Gruff Rees has called on Cardiff Rugby to embrace the formidable challenge ahead as they prepare to face reigning European champions Toulouse with more than 32 players unavailable.
The Blue and Blacks kick-off their Heineken Champions Cup on the back of a chaotic two weeks in which a travelling party of 48 were stranded in South Africa following the emergence of the Omicron Covid-19 variant.
Six individuals remain in South Africa after testing positive, while 42 returned to the UK on Friday and are now in the midst of a 10-day quarantine at a Government Covid-19 hotel.
Clearly anyone involved in the United Rugby Championship trip to South Africa will remain in quarantine as Europe gets underway while a further five senior squad members are currently injured or suspended.
But Rees, who is leading the team in Dai Young’s absence, has assembled a squad to take on the French and European champions, made up of internationals and other senior players who did not travel, academy prospects and semi-professionals from the Welsh Premiership.
He admits it has been a very surreal, difficult and unprecedented few weeks but he is now ready to unleash a “misfit group” with nothing to lose at the Arms Park.
Rees said: “It's just a surreal all round really and it's been tough for everyone who's been involved in the travel, but also the logistics of trying to organise stuff behind the scenes - Gafyn Cooper the team manager, Richard Holland this end and everyone else associated with that.
"It's been really tricky and obviously our thoughts are with the playing and the staff who have had to endure such difficult times really.
"We're trying to give them as much support as possible and we feel the best support we can give them is to give them a boost this week with putting our best foot forward.

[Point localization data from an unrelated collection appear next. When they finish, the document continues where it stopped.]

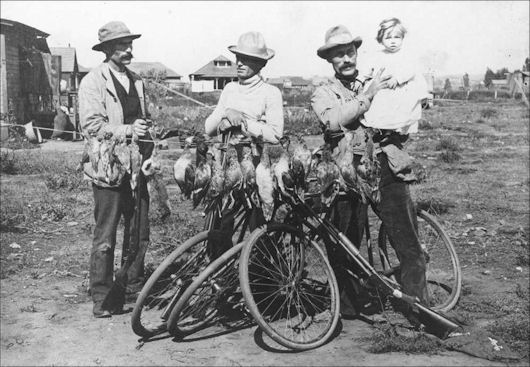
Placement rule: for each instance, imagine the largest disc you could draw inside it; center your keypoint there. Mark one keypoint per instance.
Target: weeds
(489, 112)
(448, 144)
(386, 339)
(449, 157)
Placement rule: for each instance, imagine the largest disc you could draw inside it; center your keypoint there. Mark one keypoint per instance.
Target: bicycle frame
(434, 322)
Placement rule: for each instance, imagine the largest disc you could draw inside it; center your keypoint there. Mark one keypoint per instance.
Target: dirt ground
(46, 316)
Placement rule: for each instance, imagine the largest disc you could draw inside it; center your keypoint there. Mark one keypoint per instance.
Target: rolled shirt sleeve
(336, 112)
(272, 128)
(95, 107)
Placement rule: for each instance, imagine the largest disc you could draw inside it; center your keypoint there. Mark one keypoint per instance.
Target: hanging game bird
(345, 163)
(217, 185)
(327, 174)
(265, 182)
(184, 171)
(233, 173)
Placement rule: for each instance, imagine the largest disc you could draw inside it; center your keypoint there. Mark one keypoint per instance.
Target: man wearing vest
(340, 104)
(112, 103)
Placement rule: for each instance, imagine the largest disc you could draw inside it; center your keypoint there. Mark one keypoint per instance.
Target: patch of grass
(386, 339)
(514, 329)
(448, 144)
(449, 156)
(425, 125)
(489, 112)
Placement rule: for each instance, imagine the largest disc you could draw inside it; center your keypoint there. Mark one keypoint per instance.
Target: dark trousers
(398, 214)
(111, 204)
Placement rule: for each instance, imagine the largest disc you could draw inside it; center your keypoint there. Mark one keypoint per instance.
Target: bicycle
(178, 270)
(306, 307)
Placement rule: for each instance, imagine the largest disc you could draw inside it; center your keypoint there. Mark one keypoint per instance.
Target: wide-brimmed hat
(252, 44)
(338, 36)
(112, 31)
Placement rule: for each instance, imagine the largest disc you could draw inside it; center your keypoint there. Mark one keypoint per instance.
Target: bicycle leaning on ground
(290, 288)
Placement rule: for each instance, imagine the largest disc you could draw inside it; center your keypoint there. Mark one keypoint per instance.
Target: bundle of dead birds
(218, 169)
(113, 156)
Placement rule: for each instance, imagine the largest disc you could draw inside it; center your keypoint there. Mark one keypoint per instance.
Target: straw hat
(252, 44)
(32, 133)
(112, 31)
(337, 36)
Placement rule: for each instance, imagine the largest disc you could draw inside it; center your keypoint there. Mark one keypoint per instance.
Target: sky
(446, 37)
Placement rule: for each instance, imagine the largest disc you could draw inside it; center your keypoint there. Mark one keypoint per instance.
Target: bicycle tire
(444, 275)
(306, 299)
(200, 303)
(163, 287)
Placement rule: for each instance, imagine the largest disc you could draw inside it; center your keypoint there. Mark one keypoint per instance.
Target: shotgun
(115, 299)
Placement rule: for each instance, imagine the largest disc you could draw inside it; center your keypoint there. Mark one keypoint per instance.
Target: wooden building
(29, 73)
(172, 79)
(291, 82)
(214, 75)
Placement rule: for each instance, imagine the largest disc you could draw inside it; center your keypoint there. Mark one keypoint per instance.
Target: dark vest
(130, 102)
(132, 110)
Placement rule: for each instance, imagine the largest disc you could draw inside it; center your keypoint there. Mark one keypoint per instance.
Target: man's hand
(392, 83)
(235, 117)
(223, 126)
(140, 127)
(378, 82)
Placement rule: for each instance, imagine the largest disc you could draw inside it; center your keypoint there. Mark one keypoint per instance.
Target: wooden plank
(3, 76)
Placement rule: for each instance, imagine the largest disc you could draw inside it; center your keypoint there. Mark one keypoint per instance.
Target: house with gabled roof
(71, 73)
(290, 82)
(29, 74)
(171, 78)
(214, 75)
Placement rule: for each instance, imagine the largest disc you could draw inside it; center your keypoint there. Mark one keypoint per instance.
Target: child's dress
(400, 108)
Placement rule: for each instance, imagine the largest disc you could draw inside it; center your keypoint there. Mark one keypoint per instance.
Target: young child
(398, 107)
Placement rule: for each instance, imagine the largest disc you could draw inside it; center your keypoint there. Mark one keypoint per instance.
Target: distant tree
(155, 92)
(465, 80)
(501, 73)
(488, 77)
(447, 85)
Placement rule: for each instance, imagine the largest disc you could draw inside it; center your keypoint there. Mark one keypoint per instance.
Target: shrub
(449, 157)
(448, 144)
(489, 112)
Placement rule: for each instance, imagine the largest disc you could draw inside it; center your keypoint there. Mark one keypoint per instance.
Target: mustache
(348, 65)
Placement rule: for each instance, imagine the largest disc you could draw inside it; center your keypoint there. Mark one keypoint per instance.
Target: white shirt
(400, 108)
(259, 101)
(122, 78)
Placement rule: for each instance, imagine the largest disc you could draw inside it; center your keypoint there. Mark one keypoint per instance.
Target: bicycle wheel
(166, 284)
(212, 293)
(289, 286)
(444, 276)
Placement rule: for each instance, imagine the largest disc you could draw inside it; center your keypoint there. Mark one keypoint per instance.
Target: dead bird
(184, 170)
(265, 183)
(345, 163)
(282, 166)
(328, 174)
(233, 173)
(217, 182)
(247, 167)
(203, 176)
(136, 160)
(301, 164)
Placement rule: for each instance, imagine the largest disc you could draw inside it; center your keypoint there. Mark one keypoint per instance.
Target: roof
(295, 80)
(144, 67)
(68, 58)
(83, 69)
(210, 70)
(11, 23)
(499, 81)
(222, 58)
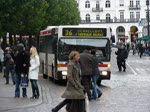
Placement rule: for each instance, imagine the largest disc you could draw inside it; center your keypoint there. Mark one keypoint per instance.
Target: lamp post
(147, 3)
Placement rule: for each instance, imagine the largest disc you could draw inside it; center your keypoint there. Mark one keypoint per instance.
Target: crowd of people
(23, 64)
(83, 74)
(141, 49)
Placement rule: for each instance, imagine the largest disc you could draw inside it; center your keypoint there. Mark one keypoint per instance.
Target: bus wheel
(99, 82)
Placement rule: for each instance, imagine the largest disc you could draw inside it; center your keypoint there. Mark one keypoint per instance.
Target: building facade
(126, 18)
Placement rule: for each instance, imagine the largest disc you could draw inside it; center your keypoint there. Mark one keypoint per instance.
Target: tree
(62, 12)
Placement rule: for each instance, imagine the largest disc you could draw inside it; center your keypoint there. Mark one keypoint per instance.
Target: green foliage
(30, 16)
(63, 12)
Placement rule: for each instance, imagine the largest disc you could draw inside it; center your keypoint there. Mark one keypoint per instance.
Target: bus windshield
(101, 45)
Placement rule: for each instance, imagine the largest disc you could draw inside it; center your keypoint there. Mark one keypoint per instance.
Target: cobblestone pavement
(125, 92)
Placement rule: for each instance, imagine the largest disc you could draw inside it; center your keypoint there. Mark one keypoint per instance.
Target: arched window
(97, 17)
(87, 18)
(107, 4)
(97, 5)
(107, 17)
(87, 4)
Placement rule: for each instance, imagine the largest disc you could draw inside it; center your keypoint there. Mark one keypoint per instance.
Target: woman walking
(74, 95)
(96, 92)
(34, 71)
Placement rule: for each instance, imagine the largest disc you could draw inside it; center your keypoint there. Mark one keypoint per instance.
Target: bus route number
(68, 32)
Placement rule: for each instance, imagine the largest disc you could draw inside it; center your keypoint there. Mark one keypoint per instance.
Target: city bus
(56, 42)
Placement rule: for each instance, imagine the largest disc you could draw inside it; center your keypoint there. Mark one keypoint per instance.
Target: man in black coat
(22, 66)
(86, 62)
(122, 55)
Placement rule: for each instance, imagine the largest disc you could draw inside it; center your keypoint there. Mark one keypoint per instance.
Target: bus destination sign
(94, 32)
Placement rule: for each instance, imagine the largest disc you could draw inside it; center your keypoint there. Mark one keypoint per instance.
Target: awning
(145, 38)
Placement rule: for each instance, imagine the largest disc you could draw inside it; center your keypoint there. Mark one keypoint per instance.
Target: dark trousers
(86, 82)
(72, 105)
(10, 69)
(121, 63)
(17, 90)
(35, 88)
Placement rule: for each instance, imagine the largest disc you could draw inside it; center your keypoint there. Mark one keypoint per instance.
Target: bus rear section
(101, 45)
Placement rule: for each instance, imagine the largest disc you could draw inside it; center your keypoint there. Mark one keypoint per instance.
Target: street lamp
(147, 3)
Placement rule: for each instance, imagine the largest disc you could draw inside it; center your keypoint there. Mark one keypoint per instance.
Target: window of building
(137, 3)
(97, 17)
(87, 4)
(121, 3)
(131, 3)
(147, 14)
(121, 29)
(131, 15)
(97, 5)
(88, 18)
(107, 17)
(121, 16)
(137, 15)
(107, 4)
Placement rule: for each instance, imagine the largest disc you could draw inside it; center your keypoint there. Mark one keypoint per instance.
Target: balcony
(134, 7)
(97, 9)
(103, 21)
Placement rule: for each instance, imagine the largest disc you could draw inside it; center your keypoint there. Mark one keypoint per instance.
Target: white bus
(56, 42)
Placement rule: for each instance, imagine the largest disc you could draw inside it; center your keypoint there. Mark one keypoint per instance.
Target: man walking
(122, 55)
(86, 62)
(22, 66)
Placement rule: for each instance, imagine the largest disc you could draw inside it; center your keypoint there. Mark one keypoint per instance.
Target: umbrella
(145, 38)
(116, 46)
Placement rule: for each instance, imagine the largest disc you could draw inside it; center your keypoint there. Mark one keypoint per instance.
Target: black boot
(59, 106)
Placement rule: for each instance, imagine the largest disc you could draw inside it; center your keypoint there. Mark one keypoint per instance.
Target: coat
(122, 54)
(22, 59)
(86, 62)
(74, 89)
(34, 68)
(95, 70)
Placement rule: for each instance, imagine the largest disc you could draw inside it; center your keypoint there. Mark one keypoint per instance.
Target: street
(126, 91)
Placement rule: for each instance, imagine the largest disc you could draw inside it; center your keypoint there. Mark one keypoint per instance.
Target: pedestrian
(1, 59)
(95, 76)
(34, 72)
(122, 55)
(141, 50)
(74, 95)
(86, 62)
(22, 66)
(9, 65)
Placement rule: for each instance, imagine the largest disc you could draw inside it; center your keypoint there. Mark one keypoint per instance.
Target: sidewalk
(7, 100)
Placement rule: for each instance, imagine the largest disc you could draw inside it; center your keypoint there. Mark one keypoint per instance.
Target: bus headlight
(64, 73)
(104, 73)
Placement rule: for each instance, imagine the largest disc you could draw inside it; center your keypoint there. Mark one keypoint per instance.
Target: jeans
(86, 82)
(17, 90)
(11, 69)
(35, 89)
(96, 90)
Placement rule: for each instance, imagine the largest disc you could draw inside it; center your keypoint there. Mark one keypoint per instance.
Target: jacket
(22, 59)
(95, 68)
(1, 55)
(74, 89)
(122, 54)
(34, 68)
(86, 62)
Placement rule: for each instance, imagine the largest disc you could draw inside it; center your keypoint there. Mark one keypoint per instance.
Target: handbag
(24, 81)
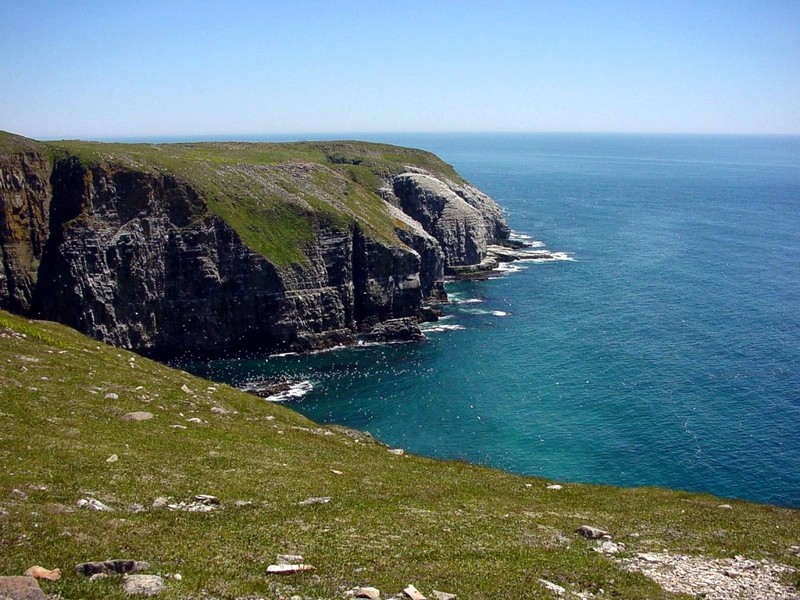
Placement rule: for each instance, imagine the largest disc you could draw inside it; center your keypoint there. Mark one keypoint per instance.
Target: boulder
(20, 588)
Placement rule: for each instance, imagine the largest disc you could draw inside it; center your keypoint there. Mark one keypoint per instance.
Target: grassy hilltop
(391, 520)
(269, 193)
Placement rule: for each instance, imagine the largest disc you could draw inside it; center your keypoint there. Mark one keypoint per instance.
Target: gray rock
(20, 588)
(111, 567)
(138, 416)
(142, 585)
(592, 533)
(93, 504)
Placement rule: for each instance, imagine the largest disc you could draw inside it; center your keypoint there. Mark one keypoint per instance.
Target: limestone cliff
(218, 248)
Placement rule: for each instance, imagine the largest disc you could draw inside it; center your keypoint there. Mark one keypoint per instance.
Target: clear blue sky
(105, 69)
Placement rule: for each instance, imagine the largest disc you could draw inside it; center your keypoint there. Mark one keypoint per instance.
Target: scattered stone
(93, 504)
(138, 416)
(714, 579)
(592, 533)
(555, 588)
(289, 569)
(609, 547)
(366, 592)
(207, 499)
(19, 587)
(309, 501)
(111, 567)
(413, 593)
(38, 572)
(142, 585)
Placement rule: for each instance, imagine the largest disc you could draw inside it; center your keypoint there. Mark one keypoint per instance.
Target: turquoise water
(664, 353)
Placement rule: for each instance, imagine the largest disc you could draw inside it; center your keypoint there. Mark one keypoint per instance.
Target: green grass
(275, 196)
(392, 520)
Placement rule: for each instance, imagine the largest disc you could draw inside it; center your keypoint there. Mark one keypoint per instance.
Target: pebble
(142, 585)
(714, 579)
(138, 416)
(93, 504)
(553, 587)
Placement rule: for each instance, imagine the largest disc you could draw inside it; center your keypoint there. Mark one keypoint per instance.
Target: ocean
(662, 349)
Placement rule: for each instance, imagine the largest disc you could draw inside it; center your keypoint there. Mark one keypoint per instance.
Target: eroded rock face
(137, 259)
(463, 220)
(24, 207)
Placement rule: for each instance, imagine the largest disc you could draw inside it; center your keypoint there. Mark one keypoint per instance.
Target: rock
(20, 588)
(413, 593)
(38, 572)
(93, 504)
(309, 501)
(367, 592)
(207, 499)
(111, 567)
(138, 416)
(552, 587)
(289, 569)
(592, 533)
(609, 547)
(142, 585)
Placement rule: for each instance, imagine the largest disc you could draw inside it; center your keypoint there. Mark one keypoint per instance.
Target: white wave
(439, 328)
(295, 391)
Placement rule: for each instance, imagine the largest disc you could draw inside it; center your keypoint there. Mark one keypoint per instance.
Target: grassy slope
(391, 521)
(268, 192)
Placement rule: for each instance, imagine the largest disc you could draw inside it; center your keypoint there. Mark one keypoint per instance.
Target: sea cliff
(217, 248)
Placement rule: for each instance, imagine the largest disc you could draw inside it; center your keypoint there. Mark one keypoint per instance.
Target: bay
(664, 352)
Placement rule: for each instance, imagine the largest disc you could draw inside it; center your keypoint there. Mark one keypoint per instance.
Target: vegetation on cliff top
(274, 195)
(391, 520)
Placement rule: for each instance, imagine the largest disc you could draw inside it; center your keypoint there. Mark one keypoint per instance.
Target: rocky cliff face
(136, 257)
(464, 220)
(24, 206)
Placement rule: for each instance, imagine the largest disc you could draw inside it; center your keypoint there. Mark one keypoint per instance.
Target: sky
(112, 69)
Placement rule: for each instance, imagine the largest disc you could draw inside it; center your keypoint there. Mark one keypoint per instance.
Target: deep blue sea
(665, 352)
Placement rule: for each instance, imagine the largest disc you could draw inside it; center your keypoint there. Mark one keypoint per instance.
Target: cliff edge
(213, 248)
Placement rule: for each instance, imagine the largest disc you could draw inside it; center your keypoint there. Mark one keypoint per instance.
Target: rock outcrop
(145, 256)
(24, 207)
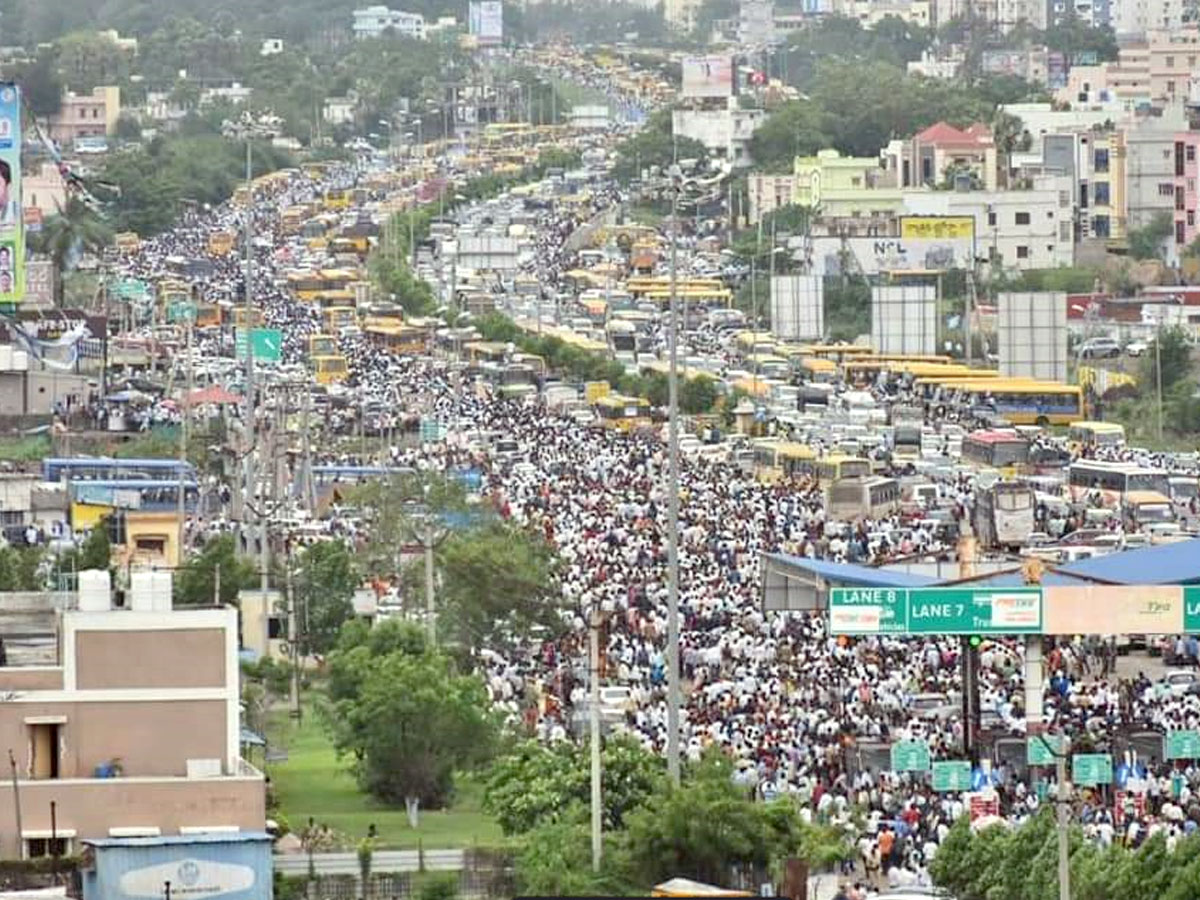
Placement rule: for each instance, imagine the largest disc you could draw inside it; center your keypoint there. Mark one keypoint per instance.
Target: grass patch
(313, 783)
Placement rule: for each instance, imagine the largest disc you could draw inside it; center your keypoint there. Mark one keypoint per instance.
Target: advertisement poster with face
(12, 250)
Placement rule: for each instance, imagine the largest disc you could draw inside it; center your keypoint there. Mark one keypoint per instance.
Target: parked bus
(1095, 435)
(329, 370)
(1003, 514)
(1019, 401)
(996, 449)
(1114, 480)
(853, 498)
(623, 413)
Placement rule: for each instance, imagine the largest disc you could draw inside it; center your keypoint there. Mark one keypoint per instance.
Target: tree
(196, 580)
(96, 551)
(534, 784)
(697, 395)
(1146, 243)
(700, 829)
(796, 129)
(409, 724)
(327, 582)
(496, 580)
(73, 231)
(1173, 354)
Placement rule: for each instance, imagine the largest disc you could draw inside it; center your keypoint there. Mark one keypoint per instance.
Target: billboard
(873, 256)
(707, 76)
(1032, 333)
(797, 307)
(937, 227)
(12, 229)
(904, 318)
(486, 22)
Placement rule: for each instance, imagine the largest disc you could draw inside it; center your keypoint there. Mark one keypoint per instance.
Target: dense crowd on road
(786, 700)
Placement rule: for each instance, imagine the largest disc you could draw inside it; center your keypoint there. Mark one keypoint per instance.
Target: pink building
(1186, 144)
(130, 725)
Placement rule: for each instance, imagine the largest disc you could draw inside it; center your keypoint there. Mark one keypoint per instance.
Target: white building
(375, 21)
(339, 111)
(724, 132)
(1025, 229)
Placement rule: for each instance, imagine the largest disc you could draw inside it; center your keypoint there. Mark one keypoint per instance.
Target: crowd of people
(786, 700)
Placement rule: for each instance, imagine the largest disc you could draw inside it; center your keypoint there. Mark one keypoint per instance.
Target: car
(1099, 348)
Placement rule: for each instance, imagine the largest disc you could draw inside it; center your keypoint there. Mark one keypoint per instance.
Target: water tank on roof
(95, 591)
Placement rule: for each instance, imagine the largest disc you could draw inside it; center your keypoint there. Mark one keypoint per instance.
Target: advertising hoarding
(1032, 331)
(707, 76)
(487, 22)
(904, 318)
(12, 229)
(797, 307)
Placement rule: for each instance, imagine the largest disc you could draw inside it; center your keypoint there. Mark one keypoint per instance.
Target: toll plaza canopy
(799, 583)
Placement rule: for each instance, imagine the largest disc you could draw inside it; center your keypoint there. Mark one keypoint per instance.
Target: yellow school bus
(329, 370)
(623, 413)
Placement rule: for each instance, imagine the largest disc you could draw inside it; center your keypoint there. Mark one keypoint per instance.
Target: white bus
(1114, 480)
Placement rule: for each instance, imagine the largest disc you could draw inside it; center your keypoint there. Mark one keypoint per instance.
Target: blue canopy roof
(858, 575)
(1176, 563)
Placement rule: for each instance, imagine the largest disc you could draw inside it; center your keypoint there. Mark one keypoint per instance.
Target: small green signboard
(1183, 745)
(1041, 749)
(1091, 768)
(910, 756)
(267, 342)
(952, 775)
(935, 611)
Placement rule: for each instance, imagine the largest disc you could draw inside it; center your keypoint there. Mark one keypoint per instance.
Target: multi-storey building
(129, 724)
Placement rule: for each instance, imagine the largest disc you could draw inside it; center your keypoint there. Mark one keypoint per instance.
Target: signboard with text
(935, 611)
(12, 228)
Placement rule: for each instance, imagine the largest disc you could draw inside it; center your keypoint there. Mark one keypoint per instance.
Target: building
(45, 190)
(766, 193)
(376, 21)
(1135, 19)
(844, 186)
(340, 111)
(1151, 171)
(85, 115)
(942, 153)
(1031, 228)
(130, 724)
(724, 132)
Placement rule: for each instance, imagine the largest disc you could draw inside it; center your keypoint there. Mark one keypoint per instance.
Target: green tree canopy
(535, 784)
(408, 721)
(325, 585)
(196, 580)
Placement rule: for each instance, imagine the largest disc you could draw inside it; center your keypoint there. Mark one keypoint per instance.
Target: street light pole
(673, 501)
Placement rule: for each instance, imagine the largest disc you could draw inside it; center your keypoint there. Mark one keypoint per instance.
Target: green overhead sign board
(952, 775)
(1091, 769)
(935, 611)
(910, 756)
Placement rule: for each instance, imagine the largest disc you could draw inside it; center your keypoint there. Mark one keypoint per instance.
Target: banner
(12, 231)
(707, 76)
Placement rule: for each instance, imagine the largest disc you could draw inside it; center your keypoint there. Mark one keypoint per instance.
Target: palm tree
(75, 229)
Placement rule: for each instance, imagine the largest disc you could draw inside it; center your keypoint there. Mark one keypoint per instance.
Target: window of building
(42, 847)
(43, 745)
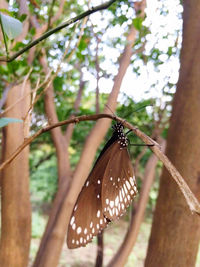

“It’s a challenge but we want to see the opportunity that goes with it, the excitement that young players will get an opportunity that perhaps in normal circumstances they may not have for six months, nine months or a year or so.
"So that gives them a chance to really have a crack against the best in the business and we can't hide away from the fact that it could be a daunting task, but one that actually can bring the best out of everyone who's remaining here.
"That's one of the exciting features for all of us involved, really - young players coming in making their debut; people like Theo Cabango, Jacob Beetham - to thrive off the support of the crowd.
"We really need that 16th man mentality to get behind us, get a bit of atmosphere, promote a style of play where we want to play some good rugby on the day and I think we've looked at that sort of opportunity with the players and the senior boys are excited around that.
"Ellis [Jenkins], Josh [Adams] have been part of the whole process and thinking that they can lead something special and it may not be in terms of a winning performance - that might be well beyond us. But we'll do our damnedest to play some real good rugby and bring some.
“Talk about strength through unity - it's all of us tying together: players, staff, supporters - we can have a great day of Cardiff rugby."
Rees, who is being assisted by regular senior coaches Richie Rees and T Rhys Thomas has been pleased with the level of training this week and has benefitted from having sufficient numbers to run team sessions as normal.
He added: ”A lot of the youngsters train with the seniors periodically anyway. We drop them in and out in terms of supporting what Dai wants but also around their development. Some of them come in and are perhaps a little bit more naive and not quite sure who they are up against from the pro game.
"That could be the beauty of this week. They will certainly know come Saturday afternoon, but ignorance is bliss for a few of them. They can come in and we just want to back them to get on the ball and show how good they can be.
“Something I'm always looking at is alignment between academy and semi-pro. We have a different model here at Cardiff Rugby.
"So, from the most absurd circumstances we've actually got another chance to embrace the model we are doing by everyone being in the same building together.
“There's less pressure in some ways but we've got that responsibility that whoever is on the field we are representing a great rugby club in a great competition.
"Weighing it all up we see that as a positive experience.”